Mubarak, Khizr Khan’s eldest son, succeeded him, in virtue of a nomination by his father, when he felt his end approaching. His first military operations were carried on in the Punjab, where he succeeded, but not without difficulty, in suppressing a serious insurrection. The rebel, Jusrut Gukkur, though repeatedly defeated, managed always to escape, and to appear unexpectedly in some other quarter as strong as ever. He even succeeded in creating a diversion in his favour by forming an alliance with Amir Sheikh Ali, a Mughul chief in the service of Shahrokh Mirza, governor of Kabul, and inducing him to make an incursion into Sind. The King of Malwa, taking advantage of these disturbances, invested Gwalior, in the hope of adding it to his dominions. Mubarak’s attention was thus fully occupied; and his whole reign of thirteen years furnishes nothing more important than a succession of revolts. His temper, said to have been so equable that he never spoke in anger during his life, was probably ill fitted for the times in which he lived. A conspiracy, in which some of his own family were implicated, was formed against him, and he was basely assassinated in the new city of Delhi, while at worship in a mosque.

Prince Muhammad, Mubarak’s son, though not one of the actual perpetrators of his father’s murder, was perfectly cognizant of it, and endeavoured to turn it to account by immediately mounting the throne. His first act was to proclaim his own shame and guilt, by rewarding the conspirators. The appointment of the ringleader, Sarvar-ul-mulk, to the office of Wazir, produced general indignation; and a confederacy was formed, which soon broke out into open rebellion. The malcontents marched at once upon Delhi; and Muhammad, seeing that his Wazir was chiefly aimed at, thought he might save himself by abandoning him to his fate. The Wazir, however, was too crafty to be thus caught; and no sooner learned that the king was in communication with his enemies, than he formed a band of assassins, and broke into the palace in order to murder his master. He, too, had been put on his guard, and had laid a trap for the Wazir, who fell into it and was cut to pieces.

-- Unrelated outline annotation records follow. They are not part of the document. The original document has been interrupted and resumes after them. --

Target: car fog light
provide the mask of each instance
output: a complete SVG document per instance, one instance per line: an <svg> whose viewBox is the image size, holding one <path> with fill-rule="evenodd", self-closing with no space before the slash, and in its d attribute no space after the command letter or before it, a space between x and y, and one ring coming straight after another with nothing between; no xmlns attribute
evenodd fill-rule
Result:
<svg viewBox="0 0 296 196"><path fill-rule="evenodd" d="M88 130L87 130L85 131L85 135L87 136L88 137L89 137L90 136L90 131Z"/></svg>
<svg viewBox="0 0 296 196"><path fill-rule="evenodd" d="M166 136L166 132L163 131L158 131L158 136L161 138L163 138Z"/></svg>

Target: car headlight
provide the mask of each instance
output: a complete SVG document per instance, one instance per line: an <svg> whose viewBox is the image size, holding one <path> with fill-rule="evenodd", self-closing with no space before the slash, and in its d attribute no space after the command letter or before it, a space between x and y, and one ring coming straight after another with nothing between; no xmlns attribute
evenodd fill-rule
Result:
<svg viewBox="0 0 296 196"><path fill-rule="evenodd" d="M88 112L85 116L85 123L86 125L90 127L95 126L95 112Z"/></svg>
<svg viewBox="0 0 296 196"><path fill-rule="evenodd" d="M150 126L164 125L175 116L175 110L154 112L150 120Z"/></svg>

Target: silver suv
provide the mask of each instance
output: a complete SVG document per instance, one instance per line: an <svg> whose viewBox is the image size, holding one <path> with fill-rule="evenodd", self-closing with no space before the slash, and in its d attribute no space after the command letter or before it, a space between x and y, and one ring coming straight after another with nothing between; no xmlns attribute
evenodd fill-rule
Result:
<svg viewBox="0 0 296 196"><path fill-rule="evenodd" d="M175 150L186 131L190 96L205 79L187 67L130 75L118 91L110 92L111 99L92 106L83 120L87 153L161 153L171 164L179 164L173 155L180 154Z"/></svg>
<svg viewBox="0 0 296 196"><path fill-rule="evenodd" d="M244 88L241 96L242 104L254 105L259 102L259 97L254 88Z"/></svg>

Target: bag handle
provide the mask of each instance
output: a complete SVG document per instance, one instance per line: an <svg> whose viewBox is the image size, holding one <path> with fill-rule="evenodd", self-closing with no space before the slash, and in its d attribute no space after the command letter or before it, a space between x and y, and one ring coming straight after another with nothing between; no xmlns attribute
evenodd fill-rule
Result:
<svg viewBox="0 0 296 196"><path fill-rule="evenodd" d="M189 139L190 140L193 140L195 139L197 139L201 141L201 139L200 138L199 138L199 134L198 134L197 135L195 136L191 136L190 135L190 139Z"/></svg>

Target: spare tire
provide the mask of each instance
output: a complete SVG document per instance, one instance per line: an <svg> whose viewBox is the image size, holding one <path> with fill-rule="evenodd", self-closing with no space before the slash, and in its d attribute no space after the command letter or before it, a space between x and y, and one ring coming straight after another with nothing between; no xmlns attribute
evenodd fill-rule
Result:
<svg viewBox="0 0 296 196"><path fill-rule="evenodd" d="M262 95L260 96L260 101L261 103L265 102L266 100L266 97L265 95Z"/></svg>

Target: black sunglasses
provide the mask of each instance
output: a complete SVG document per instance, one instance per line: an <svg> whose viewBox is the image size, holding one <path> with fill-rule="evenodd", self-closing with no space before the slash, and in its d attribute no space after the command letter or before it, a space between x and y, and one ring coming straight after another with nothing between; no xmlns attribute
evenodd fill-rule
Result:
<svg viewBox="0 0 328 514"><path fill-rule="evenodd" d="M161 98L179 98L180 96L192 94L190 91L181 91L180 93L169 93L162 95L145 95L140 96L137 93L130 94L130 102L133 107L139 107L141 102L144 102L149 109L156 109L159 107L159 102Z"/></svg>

Muhammad, now apparently on good terms with the confederates who had laid siege to Delhi, thought himself safe; and, throwing off all restraint, spent his time in sensual indulgence. The administration of affairs, thus neglected, fell into disorder; discontent prevailed, and an insurrection broke out in Multan among the Afghans. Buhlul Lodi, who had placed himself at their head, had previously usurped the government of Sirhind, and now made himself master of Lahore, Dipalpur, and all the country as far south as Panipat. Buhlul, unable to cope with the royal army which was sent against him, was driven into the hills, and, abandoning open force, determined to try the effect of intrigue. This he managed so dexterously that the king, on his suggestion, put one of his ablest and most faithful servants to death; and then, in order to suppress the disturbances which this imbecile and iniquitous act had produced, had recourse to Buhlul for assistance. The crafty Afghan at once obeyed the summons, and marched to Delhi with 20,000 horsemen arrayed in armour. Though this reinforcement made the royal army superior to that of the insurgents, he refused to take the field, and, like a coward, shut himself up in his palace. The brunt of the action which ensued fell upon Buhlul, who acquitted himself manfully; and, in consequence, rose into such favour that Muhammad adopted him as his son. Matters seemed now ripe for the execution of the schemes which Buhlul had all along contemplated. He accordingly strengthened his army by numerous bodies of Afghans, and, throwing off the mask, marched upon Delhi. The siege which he commenced proved more formidable than he had anticipated, and he determined to wait a little longer. Meantime the weak and dissolute Muhammad was permitted, notwithstanding his crime of parricide, to die a natural death, in 1445, after a reign of twelve years.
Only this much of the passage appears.